Он только засмеялся.

— А вон, справа, узнаете?

Еще бы не узнать — хабад1, в который я ходил в годы своей жизни в Лос-Анджелесе.

— А помните, как вы привели меня сюда в первый раз?

Я-то помнил этот эпизод во всех подробностях. Первый день после его приезда была пятница. Под вечер мы с женой стали собираться в синагогу. Приглашаем и его. «В синагогу? — говорит — Зачем?». Я говорю: «Суббота». Он еще больше удивляется: «Какая же суббота? Сегодня пятница». А уж когда я ермолку надел, он от смеха чуть на пол не упал. Но в синагогу пошел — из любопытства, а скорее всего, просто нечего было делать. Хасиды встретили его ласково, обнимали, пожимали ему руку, а те, что говорили по-русски, вообще не отходили от него, пока служба не началась. После службы к нам подошел сам реб Шварцкопф и на хорошем русском языке пригласил нас к себе домой на обед. Большая честь: я принял приглашение за всех троих.

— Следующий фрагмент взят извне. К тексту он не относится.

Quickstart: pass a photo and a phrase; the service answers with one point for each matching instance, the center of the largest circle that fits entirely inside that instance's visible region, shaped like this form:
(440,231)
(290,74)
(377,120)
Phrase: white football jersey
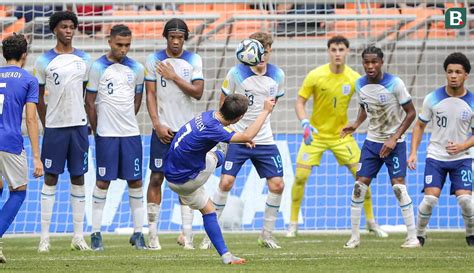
(383,103)
(175,108)
(453,120)
(116,85)
(63,76)
(242,80)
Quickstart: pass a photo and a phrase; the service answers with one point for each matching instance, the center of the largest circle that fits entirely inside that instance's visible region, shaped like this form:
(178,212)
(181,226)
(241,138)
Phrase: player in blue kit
(190,161)
(17,89)
(451,108)
(62,71)
(384,99)
(173,81)
(257,83)
(114,95)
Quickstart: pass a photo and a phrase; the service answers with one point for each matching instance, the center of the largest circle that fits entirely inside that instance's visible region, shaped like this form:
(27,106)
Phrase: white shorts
(192,192)
(14,168)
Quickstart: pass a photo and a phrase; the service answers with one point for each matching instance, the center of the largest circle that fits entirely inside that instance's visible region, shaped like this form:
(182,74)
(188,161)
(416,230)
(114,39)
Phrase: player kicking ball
(17,89)
(114,95)
(383,98)
(451,108)
(190,161)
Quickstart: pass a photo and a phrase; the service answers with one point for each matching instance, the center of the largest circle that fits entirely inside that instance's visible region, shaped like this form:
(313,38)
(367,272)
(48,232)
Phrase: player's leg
(15,169)
(53,155)
(78,164)
(461,186)
(370,164)
(158,151)
(130,169)
(434,178)
(308,156)
(396,164)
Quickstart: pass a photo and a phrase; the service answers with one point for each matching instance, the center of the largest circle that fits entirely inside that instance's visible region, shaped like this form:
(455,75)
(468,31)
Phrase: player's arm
(32,126)
(390,144)
(417,134)
(42,106)
(350,128)
(455,148)
(249,133)
(194,89)
(164,133)
(91,110)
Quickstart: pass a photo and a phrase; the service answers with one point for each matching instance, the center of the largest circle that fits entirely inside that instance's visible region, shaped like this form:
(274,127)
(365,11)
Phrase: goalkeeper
(331,86)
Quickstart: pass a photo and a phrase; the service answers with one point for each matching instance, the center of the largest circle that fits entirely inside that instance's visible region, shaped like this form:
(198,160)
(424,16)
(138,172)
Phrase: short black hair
(62,16)
(458,58)
(120,30)
(339,39)
(176,24)
(14,46)
(373,50)
(234,106)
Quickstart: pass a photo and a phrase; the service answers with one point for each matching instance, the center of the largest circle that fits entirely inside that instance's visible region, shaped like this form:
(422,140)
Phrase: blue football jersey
(17,87)
(187,154)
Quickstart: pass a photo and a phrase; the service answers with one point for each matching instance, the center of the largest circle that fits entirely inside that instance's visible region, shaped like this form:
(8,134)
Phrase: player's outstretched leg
(358,195)
(136,205)
(465,202)
(406,205)
(297,193)
(424,213)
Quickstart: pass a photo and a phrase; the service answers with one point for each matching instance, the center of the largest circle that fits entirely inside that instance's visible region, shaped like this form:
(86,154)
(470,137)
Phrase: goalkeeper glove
(308,131)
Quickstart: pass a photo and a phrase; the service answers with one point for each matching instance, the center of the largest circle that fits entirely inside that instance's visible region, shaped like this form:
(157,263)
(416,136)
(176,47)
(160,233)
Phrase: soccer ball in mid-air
(250,52)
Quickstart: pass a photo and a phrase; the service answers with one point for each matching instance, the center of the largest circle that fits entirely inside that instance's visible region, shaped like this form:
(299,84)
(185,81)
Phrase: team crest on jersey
(186,72)
(102,171)
(130,77)
(428,179)
(465,115)
(346,89)
(48,163)
(228,165)
(383,98)
(158,162)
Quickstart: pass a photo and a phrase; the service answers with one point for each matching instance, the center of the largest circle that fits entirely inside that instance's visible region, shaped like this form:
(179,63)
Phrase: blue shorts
(158,151)
(460,174)
(265,158)
(61,144)
(370,161)
(118,157)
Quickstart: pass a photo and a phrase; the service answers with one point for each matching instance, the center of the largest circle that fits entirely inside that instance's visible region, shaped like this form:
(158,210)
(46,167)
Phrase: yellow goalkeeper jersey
(331,94)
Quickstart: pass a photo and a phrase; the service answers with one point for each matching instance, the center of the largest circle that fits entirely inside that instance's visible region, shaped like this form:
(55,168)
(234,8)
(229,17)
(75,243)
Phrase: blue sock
(10,209)
(214,232)
(220,158)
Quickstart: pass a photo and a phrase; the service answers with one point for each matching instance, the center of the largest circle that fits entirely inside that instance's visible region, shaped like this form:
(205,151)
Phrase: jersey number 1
(2,96)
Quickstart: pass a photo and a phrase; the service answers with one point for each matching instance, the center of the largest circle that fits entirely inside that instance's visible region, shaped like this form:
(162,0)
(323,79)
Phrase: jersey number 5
(2,96)
(188,130)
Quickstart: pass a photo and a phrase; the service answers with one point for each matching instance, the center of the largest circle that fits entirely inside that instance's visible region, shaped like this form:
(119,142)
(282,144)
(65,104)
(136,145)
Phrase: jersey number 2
(188,130)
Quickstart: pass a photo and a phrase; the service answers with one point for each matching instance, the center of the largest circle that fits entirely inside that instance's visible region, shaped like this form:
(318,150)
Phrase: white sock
(424,213)
(357,201)
(219,200)
(187,215)
(136,205)
(48,194)
(78,203)
(271,212)
(153,216)
(98,202)
(406,205)
(465,201)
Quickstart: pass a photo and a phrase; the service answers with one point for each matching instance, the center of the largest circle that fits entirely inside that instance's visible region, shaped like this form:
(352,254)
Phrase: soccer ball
(250,52)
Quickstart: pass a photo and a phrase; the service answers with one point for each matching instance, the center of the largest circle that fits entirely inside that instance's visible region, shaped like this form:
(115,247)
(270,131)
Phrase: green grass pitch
(443,252)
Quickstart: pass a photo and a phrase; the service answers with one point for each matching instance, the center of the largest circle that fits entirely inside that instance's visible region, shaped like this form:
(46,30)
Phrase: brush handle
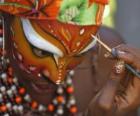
(130,68)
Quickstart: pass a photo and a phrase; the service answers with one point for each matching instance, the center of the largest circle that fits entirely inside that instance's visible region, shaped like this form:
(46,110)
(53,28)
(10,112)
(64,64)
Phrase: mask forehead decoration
(53,33)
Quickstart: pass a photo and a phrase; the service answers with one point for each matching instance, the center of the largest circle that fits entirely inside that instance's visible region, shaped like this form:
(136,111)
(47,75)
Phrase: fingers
(127,57)
(126,53)
(108,93)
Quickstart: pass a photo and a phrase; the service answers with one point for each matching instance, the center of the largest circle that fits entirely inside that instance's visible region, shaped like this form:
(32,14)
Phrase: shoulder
(110,36)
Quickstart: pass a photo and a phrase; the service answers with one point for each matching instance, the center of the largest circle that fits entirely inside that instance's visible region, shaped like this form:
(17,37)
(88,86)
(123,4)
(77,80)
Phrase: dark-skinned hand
(121,93)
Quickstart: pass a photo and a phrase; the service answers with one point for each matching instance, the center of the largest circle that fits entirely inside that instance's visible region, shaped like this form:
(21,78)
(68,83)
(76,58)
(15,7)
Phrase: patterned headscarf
(62,10)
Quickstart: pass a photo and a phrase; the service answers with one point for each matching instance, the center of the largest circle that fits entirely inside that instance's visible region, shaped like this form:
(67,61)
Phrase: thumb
(107,94)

Реб Шварцкопф был главой местной общины хасидов. Он пользовался в городе авторитетом и часто ездил в Нью-Йорк на прием к ребе Шнеерсону, всемирному главе любавичских хасидов — хабадников. Надо отметить, что Шварцкопф был человек культурный, образованный, знал несколько языков. Про него рассказывали, что в свое время он учился с ребе Шнеерсоном в Сорбонне. Так ли это, не знаю, но по-французски он говорил, это факт. Его успеху за пределами хасидской общины несомненно способствовали хорошие манеры и яркая, необычная внешность. Словно в насмешку над своей фамилией был он бронзово-рыжим с пронзительно синими глазами.

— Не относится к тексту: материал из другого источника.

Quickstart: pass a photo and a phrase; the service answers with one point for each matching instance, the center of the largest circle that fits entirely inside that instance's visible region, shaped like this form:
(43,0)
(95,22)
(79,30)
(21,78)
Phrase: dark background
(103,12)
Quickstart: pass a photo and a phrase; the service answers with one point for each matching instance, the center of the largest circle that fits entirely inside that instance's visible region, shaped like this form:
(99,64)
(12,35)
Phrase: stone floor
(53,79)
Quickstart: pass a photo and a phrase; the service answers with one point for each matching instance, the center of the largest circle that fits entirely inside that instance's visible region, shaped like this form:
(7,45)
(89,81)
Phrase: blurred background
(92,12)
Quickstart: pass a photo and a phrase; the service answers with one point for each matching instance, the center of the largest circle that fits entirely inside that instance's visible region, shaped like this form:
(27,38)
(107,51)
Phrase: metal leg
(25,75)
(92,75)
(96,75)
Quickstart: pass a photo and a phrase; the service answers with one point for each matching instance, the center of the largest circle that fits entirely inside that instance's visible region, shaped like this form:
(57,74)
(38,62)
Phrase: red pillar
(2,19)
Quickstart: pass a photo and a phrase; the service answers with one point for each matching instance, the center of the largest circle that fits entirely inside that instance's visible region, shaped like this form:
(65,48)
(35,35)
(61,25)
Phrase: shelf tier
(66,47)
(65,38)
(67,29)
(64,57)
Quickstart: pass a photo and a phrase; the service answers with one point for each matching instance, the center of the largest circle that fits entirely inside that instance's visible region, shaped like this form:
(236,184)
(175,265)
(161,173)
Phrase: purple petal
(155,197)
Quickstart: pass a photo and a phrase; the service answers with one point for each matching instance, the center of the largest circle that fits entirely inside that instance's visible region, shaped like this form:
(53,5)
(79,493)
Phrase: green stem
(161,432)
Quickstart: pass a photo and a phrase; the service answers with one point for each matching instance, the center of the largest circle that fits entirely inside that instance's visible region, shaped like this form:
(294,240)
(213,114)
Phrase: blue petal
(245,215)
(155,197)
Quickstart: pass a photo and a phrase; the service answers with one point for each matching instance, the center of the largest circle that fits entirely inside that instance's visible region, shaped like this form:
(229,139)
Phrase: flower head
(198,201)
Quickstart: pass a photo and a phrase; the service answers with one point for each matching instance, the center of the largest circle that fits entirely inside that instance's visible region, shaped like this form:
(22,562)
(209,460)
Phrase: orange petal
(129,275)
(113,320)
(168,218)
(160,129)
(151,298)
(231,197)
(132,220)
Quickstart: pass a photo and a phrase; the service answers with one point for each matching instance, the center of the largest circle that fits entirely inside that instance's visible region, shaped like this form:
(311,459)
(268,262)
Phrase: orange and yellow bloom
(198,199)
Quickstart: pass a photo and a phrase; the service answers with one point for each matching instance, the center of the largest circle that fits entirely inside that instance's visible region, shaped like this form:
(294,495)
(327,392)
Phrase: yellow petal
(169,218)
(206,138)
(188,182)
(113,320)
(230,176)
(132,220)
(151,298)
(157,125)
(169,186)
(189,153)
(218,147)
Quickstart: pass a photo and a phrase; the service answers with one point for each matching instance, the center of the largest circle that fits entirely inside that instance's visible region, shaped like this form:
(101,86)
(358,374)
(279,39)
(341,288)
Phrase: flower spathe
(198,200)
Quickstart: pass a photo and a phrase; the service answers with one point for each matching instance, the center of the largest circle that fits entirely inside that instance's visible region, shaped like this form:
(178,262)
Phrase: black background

Жил он неподалеку от синагоги в просторном двухэтажном доме. Нас проводили в столовую. За длинным столом сидели человек двадцать — одни мужчины. Когда любезный хозяин стал нас рассаживать, моя жена смутилась — как же так, где же другие женщины? Где хозяйка? Реб Шварцкопф, не переставая улыбаться, разъяснил, что по старому обычаю, который соблюдают в хасидских домах, мужчины и женщины обедают раздельно. Но поскольку его уважаемая гостья не воспитывалась в хасидских традициях, ее приглашают за стол с мужчинами, если только, конечно, она сама не предпочитает… «Да, я бы предпочла быть там, где остальные женщины», — сказала Ольга, и была препровождена в соседнюю комнату.

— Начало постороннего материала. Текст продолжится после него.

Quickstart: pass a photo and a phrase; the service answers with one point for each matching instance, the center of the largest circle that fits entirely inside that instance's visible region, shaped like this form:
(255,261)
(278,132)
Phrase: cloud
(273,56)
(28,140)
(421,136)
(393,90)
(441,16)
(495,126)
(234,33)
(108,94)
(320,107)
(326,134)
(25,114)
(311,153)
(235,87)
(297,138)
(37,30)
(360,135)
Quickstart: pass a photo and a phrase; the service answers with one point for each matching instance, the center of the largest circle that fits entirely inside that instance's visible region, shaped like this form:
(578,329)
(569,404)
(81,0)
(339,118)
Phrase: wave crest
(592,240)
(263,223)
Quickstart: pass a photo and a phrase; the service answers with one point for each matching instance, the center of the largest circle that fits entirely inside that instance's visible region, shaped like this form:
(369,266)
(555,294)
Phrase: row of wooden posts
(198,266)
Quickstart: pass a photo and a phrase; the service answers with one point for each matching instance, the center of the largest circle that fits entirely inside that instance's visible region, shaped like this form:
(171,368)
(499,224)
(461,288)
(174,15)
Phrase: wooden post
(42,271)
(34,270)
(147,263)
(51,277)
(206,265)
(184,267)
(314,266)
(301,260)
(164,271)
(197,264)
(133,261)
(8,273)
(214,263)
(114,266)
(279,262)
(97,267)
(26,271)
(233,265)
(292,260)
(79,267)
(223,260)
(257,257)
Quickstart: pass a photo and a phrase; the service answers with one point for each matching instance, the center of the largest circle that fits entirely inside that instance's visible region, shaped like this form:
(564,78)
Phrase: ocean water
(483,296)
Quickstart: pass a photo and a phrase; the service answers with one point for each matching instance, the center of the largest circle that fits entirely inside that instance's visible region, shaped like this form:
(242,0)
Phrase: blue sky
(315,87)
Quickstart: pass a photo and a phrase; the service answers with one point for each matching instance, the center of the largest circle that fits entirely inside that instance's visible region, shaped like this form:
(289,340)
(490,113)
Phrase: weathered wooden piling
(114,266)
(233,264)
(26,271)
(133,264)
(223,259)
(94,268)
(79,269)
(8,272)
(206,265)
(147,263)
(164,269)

В вопросах еврейской религии и традиций я был осведомлен больше Толика, хоть и ненамного. Но на таком обеде присутствовал впервые. Всё было интересно, я смотрел во все глаза и, признаться, чувствовал себя как бы в этнографическом музее. «Посмотрите, вот так много лет назад наши предки…».

Сначала молились, потом мыли руки из кувшина с двумя ручками и снова молились, потом приступили к еде. На закуску была подана фаршированная рыба, паштет, запеканки и соленые огурцы; главным блюдом было куриное жаркое. Но самое большое впечатление произвели три огромные, на половину галлона каждая, бутыли водки, которую все присутствующие пили из граненых стаканов.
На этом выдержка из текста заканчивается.